The Investment Itself

In addition to asking plenty of questions about yourself and your circumstances, your adviser should also be prepared to tell you all the important details about the investment product itself. Here’s a list of the topics they should cover.

  • Terms and conditions – What terms and conditions apply to this product? For example, can you change your mind within a certain period if you decide it’s not the product for you?
  • How long? – You’ll need to know how long your money will be tied up in the investment. Generally speaking, longer-term investments yield better returns, but it’s important to consider your own personal circumstances when choosing.
  • The risks – What are the risks associated with this specific product? Ask about the inherent risks, such as counter-party risk and asset allocation.
  • Best-case / worst-case scenarios – What is the worst that could happen to your money? Likewise, what’s the best outcome you could hope for? And, what can you realistically expect to get back from this investment product?
  • Extra charges – Are there any extra charges involved in investing in this product? Who benefits from these charges? Is there any reason why you’ve been charged additional fees?
  • Flexibility – Does this investment product offer any flexibility if, for example, you needed to access your money earlier than anticipated? Can you put more money into it at a later date?

Alternative Products

You should also be offered a range of alternative products to provide you with a clear comparison. If you feel that your adviser is pushing you towards one particular product, approach with caution. Some financial institutions still incentivise their staff to sell certain products, and making the investment may benefit them more than you.

Mis-Sold Investment Products – Your Rights

Remember, if you believe that you have been mis-sold an investment product, the law is firmly on your side. In recent years, thousands of people across the country have lodged complaints with the FOS, and many have been awarded compensation for their mis-sold product.

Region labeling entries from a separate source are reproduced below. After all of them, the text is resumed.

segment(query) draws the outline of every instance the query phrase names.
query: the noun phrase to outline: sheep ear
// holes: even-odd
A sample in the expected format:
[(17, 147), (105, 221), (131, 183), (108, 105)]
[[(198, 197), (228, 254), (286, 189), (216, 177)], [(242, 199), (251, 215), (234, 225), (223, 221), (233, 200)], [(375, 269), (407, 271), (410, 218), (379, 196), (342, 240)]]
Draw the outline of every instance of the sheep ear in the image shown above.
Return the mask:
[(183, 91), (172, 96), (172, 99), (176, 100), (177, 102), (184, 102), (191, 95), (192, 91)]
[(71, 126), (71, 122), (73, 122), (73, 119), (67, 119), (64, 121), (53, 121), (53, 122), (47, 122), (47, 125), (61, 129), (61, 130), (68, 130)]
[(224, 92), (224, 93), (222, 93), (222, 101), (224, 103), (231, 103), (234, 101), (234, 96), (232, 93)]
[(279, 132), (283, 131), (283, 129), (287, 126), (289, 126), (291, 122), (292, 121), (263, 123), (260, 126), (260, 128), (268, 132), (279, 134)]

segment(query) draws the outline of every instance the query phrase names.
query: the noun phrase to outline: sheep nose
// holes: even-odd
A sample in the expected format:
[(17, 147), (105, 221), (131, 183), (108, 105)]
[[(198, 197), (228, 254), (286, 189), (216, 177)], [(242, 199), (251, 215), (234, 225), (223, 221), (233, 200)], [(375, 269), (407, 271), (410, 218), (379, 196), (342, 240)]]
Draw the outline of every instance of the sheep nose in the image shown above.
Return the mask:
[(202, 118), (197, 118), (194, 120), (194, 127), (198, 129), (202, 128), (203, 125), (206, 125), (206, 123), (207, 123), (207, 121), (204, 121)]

However, if possible, it’s worthwhile trying to avoid getting into this situation in the first instance. Make sure you know what questions your adviser should be asking you, and also, what specific details you need to know about the investment product, in order to make an informed decision.

If you feel confused by the information that your adviser is providing you, this is their problem, not yours. Ask them to explain with more clarity, and if they’re unable to do so, seek the help of another financial adviser.